Say I have a 3-ball with radius $R$. If I randomly pick 2 points from the inside of the ball, the probability that the euclidean distance between the points (labeled 1 and 2) takes on a particular value $r = r_{12} = r_{21}$ is given by the probability density function (PDF)
\begin{equation} P_3 (r) = \frac{3 r^{2}}{R^3} - \frac{9 r^{3}}{4 R^4} + \frac{3 r^{5}}{16 R^6} \end{equation}
as described in https://arxiv.org/pdf/math-ph/0201046.pdf, equation 15.
If I were to pick $N$ points from the inside of this ball simultaneously, there would be $N(N-1)/2$ distances between pairs of different points. Is it possible to express the PDF $P(r_1, r_2, \dots{}, r_{N(N-1)/2}$), where $r_1, r_2, \dots{}, r_{N(N-1)/2}$ are distances between pairs of different points, using the pair-wise PDF $P_3(r)$ ? Does there exist some other closed-form solution for such distribution, or a solution for some shape other than a ball ?
In this case, it is obviously not $P_3(r) \times P_3(r) \times \dots{} \times P_3(r)$, because, for example, when 2 points are at a distance $2R$, a third point cannot be at a distance $2R$ from both of them, but such PDF would allow it.

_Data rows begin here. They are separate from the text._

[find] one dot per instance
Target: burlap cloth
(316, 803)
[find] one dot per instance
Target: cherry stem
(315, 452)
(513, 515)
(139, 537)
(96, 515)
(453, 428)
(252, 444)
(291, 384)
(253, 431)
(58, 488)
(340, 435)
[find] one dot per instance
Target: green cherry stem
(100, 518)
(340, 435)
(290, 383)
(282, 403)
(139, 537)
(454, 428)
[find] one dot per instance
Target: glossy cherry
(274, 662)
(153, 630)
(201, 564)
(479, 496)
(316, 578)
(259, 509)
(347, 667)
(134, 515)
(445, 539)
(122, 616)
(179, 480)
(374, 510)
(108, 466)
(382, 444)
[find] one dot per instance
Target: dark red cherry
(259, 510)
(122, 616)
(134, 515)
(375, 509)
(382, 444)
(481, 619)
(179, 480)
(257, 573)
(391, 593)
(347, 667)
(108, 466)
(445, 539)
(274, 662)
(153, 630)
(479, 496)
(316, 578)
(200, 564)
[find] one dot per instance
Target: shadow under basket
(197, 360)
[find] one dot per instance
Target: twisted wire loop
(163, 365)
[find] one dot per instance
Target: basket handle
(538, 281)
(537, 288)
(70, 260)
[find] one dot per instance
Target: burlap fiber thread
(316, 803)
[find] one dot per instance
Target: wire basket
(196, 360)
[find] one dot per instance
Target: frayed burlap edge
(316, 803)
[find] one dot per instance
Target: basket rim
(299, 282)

There are $3N$ degrees of freedom for the locations of the $N$ points. Once $N\geq 8$, we have $3N < N(N-1)/2$, so most $N(N-1)/2$-tuples of distances cannot be realized (this is true even if the $N$ points are no longer constrained to a ball). The set of possible $N(N-1)/2$-tuples of distances has positive codimension in $\mathbb{R}^{N(N-1)/2}$, hence has Lebesgue measure $0$. Thus the probability measure on the set of distances is absolutely continuous with respect to Lebesgue measure, so there cannot exist a probability density function.